Flume Sink Test
Apache Flume has three main components - Source, Channel and Sink. A sink stores the data in centralized stores like HBase and HDFS. It consumes the data (events) from the channels and delivers it to the destination. The destination of the sink might be another agent or the central stores. One of the example of sink is the HDFS sink.
Given that the sink is responsible for storing the data in a centralized store for long-term storage and processing, it could lead to significant data loss if the sink malfunctions or is unavailable. That is the reason it is absolutely important to monitor the sink to fully capture its operations and highlight if there is an issue or error because of which data loss may occur. The metrics and insights from monitoring can help administrators identify and act on potential problems even before they propagate into failure.
This test monitors every Flume sink and collects key metrics like number of batches complete, channel reads fails, connections closed etc. These metrics help administrators understand the current performance of the system and alerts when it requires intervention to fix the problems.
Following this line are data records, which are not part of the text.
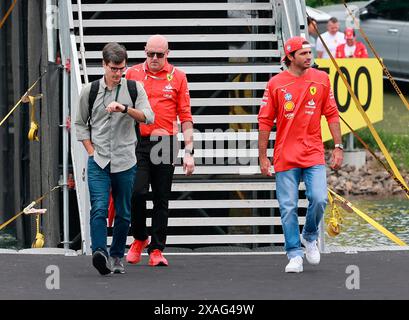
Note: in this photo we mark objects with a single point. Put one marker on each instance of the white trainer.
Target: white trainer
(311, 251)
(295, 265)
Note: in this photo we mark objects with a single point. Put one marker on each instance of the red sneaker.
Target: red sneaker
(134, 253)
(157, 259)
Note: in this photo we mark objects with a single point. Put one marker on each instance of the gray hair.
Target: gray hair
(115, 53)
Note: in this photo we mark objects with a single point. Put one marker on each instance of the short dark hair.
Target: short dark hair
(288, 61)
(115, 53)
(310, 20)
(333, 20)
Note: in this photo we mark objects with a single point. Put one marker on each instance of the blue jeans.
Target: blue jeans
(100, 182)
(287, 194)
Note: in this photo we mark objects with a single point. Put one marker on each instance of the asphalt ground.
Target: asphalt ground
(364, 275)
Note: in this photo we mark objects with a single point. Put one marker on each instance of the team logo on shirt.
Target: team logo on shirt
(289, 106)
(310, 104)
(288, 97)
(168, 88)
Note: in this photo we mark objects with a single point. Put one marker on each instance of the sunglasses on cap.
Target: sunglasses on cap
(158, 54)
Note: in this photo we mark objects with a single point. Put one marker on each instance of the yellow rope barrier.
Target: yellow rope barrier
(385, 69)
(363, 114)
(25, 95)
(27, 210)
(349, 207)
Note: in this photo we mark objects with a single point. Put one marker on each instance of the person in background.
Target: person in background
(312, 27)
(352, 48)
(332, 38)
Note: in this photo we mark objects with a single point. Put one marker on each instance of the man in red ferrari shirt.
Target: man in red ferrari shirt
(296, 99)
(352, 48)
(168, 94)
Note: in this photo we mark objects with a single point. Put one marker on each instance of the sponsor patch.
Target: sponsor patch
(289, 106)
(288, 96)
(310, 104)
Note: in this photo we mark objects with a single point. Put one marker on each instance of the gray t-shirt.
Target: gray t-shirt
(113, 135)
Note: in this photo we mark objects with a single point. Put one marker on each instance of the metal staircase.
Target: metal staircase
(229, 50)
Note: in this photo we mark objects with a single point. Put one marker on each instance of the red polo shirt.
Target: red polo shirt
(168, 96)
(297, 103)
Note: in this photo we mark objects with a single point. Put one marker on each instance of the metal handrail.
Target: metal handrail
(82, 47)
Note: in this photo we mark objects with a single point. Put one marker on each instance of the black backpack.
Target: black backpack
(133, 92)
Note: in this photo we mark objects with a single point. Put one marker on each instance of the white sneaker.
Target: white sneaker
(295, 265)
(311, 251)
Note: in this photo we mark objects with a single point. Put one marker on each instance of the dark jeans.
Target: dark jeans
(155, 168)
(100, 181)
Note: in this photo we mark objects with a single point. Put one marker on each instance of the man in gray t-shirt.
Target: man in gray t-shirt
(109, 137)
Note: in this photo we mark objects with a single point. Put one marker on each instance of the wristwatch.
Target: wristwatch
(191, 152)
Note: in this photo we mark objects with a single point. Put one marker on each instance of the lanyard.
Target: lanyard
(117, 92)
(169, 76)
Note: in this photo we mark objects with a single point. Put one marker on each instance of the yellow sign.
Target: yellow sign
(365, 78)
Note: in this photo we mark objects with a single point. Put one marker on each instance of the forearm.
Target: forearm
(88, 146)
(335, 129)
(136, 114)
(187, 129)
(263, 137)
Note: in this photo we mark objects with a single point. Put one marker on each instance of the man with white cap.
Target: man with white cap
(296, 99)
(352, 48)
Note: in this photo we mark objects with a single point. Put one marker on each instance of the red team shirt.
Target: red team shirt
(168, 96)
(297, 104)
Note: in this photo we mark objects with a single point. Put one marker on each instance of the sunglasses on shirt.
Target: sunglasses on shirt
(159, 55)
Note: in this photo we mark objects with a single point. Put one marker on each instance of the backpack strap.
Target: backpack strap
(133, 92)
(91, 99)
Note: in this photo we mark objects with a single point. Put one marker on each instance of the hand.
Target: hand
(336, 158)
(265, 166)
(188, 164)
(115, 107)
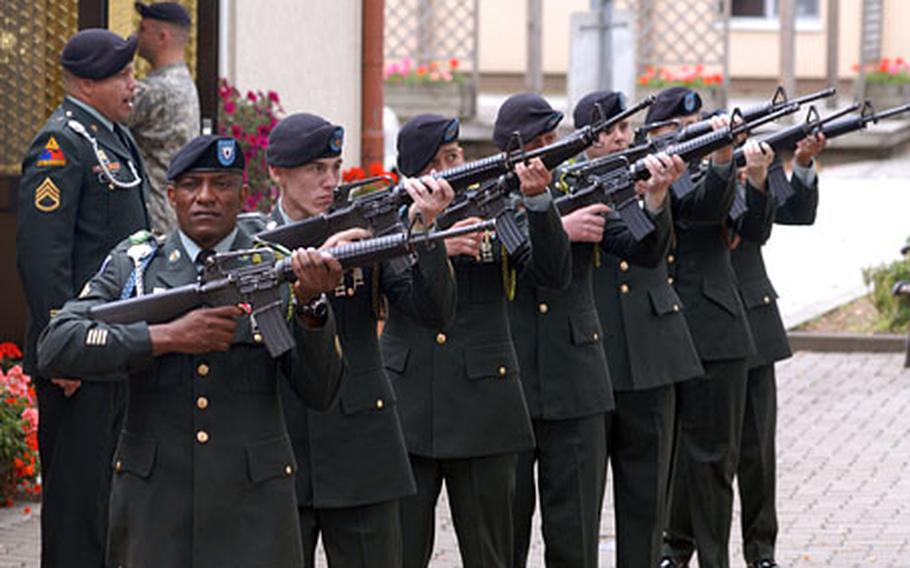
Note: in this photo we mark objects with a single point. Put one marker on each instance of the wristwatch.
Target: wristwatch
(317, 308)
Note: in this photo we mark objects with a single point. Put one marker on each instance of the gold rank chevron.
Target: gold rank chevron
(47, 196)
(96, 336)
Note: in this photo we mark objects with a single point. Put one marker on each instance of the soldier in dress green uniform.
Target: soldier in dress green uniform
(204, 467)
(83, 190)
(709, 408)
(358, 463)
(459, 397)
(648, 349)
(757, 470)
(564, 375)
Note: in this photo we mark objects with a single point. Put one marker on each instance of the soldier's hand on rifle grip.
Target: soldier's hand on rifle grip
(809, 148)
(468, 245)
(199, 331)
(759, 156)
(664, 171)
(316, 272)
(586, 225)
(431, 197)
(725, 154)
(534, 177)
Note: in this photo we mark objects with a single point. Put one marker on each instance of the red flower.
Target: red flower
(10, 350)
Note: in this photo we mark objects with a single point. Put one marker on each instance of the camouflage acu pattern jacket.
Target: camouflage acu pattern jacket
(165, 117)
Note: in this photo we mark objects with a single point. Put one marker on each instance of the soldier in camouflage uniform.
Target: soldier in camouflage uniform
(166, 105)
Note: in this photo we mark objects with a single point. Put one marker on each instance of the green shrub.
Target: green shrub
(893, 311)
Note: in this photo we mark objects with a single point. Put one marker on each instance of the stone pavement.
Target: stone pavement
(843, 470)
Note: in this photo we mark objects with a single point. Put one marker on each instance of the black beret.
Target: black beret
(529, 114)
(673, 103)
(95, 53)
(420, 138)
(171, 12)
(301, 138)
(611, 103)
(207, 153)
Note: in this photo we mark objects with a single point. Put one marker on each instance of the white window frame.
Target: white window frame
(770, 22)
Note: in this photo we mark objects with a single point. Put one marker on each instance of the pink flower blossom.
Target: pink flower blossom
(30, 415)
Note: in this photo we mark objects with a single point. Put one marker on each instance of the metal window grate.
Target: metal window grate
(674, 33)
(434, 30)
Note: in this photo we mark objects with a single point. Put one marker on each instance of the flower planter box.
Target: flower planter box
(886, 95)
(447, 99)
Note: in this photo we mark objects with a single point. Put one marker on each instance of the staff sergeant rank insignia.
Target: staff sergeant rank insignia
(47, 196)
(51, 155)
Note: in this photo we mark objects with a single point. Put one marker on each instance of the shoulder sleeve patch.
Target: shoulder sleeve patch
(51, 154)
(47, 196)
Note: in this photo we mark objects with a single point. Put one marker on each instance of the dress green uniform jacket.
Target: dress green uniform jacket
(557, 333)
(756, 289)
(645, 335)
(69, 215)
(703, 274)
(355, 453)
(204, 467)
(458, 389)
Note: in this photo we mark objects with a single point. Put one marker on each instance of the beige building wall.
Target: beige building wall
(753, 48)
(308, 51)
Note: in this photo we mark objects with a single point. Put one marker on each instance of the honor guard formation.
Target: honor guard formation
(214, 392)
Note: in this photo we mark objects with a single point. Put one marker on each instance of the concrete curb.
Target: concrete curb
(847, 342)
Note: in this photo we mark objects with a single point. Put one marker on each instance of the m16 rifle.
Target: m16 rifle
(616, 187)
(254, 277)
(380, 211)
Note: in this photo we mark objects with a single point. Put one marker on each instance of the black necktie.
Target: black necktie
(201, 259)
(125, 140)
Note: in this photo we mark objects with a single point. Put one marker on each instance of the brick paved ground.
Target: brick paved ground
(844, 472)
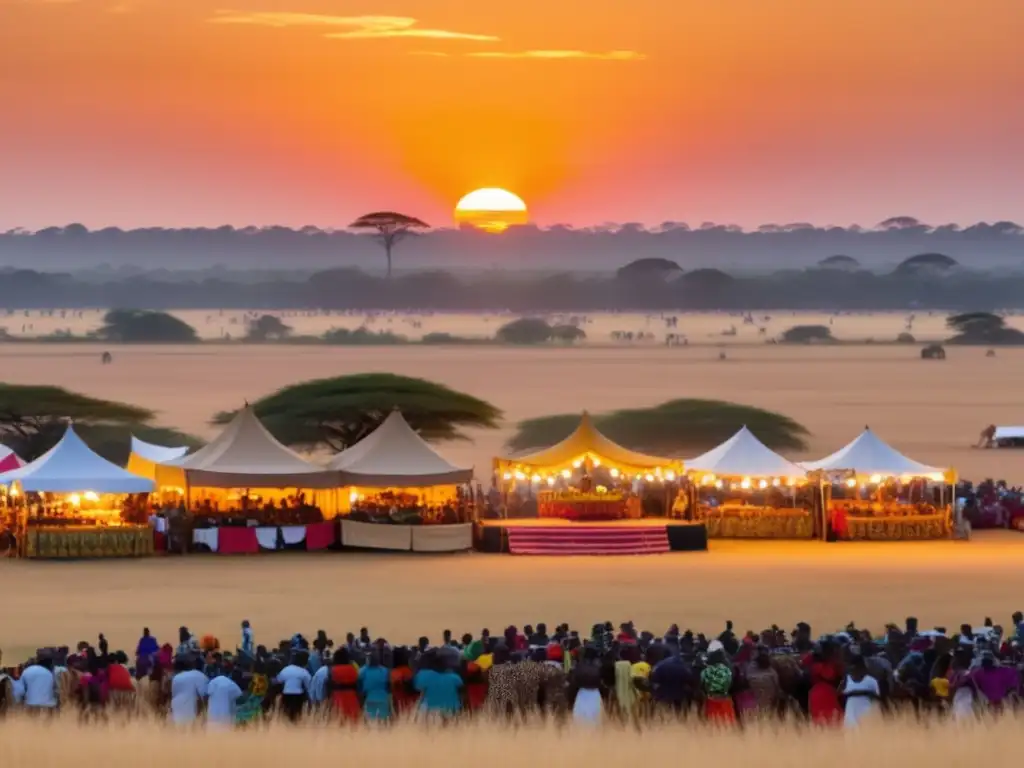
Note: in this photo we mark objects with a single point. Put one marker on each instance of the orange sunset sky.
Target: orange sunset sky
(177, 113)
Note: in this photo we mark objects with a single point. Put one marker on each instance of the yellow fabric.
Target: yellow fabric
(587, 439)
Target of the test : Apache Flume
Agent deploying the test : An internal agent
Outputs of the test : One set of results for each sink in Apache Flume agent being monitored.
Parameter | Description |
---|---|
Test period |
How often should the test be executed. |
Host |
The IP address of the target server that is being monitored. |
Port |
The port number through which the Apache Flume communicates. The default port is 8080. |
FLUME JMX Remote Port |
Specify the port at which the JMX listens for requests from remote hosts. Ensure that you specify the same port that you configured in theflume-env.ps1file, in JVM_OPTS variable. |
JMX Username, Password and Confirm Password |
These parameters appear only if the Mode is set to JMX. If JMX requires authentication only (but no security), then ensure that the user and password parameters are configured with the credentials of a user with read-write access to JMX. To know how to create this user, refer to Configuring the eG Agent to Support JMX Authentication. Confirm the password by retyping it in the Confirm Password text box. |
Measurement | Description | Measurement Unit | Interpretation |
---|---|---|---|
Batch complete count |
Indicates the number of batches of events received in this sink with size equal to maximum batch size in a second. |
Batches/Sec |
Having all batches full to the capacity is best use of Flume resources, but can only be achieved for high volume systems. |
Batch empty count |
Indicates the number of batches received in a second in this sink with no events in the batch. |
Batches/Sec |
This is not ideal as batches are processed but there is no data. |
Batch under flow count |
Indicates the number of batches received in a second in this sink with number of events less than maximum batch size. |
Batches/Sec |
This approach is optimal approach with systems with low amount of data being transferred. |
Channel read fail |
Indicates the number of events which this sink failed to read from the channel. |
Events/Sec |
Administrators should investigate if channel and sink are both in healthy state and should go through the logs to understand why the read is failing. |
Connection closed count |
Indicates the number of existing connections closed in a second from this sink to storage system or next hop. |
Connections/Sec |
If the number of connections closed is proportionate to the reduction in number of events then it is fine, otherwise there could be some issue which might be causing the connections to close and remaining connections may not be able to service the event flow. |
Connection created count |
Indicates the number of new connections created in a sec by this sink to storage system or next hop. |
Connections/Sec |
If the number of connections created is proportionate to the number of events then it is fine otherwise administrators may need to investigate. |
Connection failed count |
Indicates the number of connection requests from this sink to storage system, that failed. |
Connection/Sec |
|
Event drain attempt count |
Indicates the number of events that this sink tried to write to the storage system in a second. |
Events/Sec |
|
Event drain success count |
Indicates the number of events that this sink successfully wrote to the storage system in a second. |
Events/Sec |
|
Event write fail |
Indicates the number of events that this sink tried to write to the storage system in a second but failed. |
Events/Sec |
|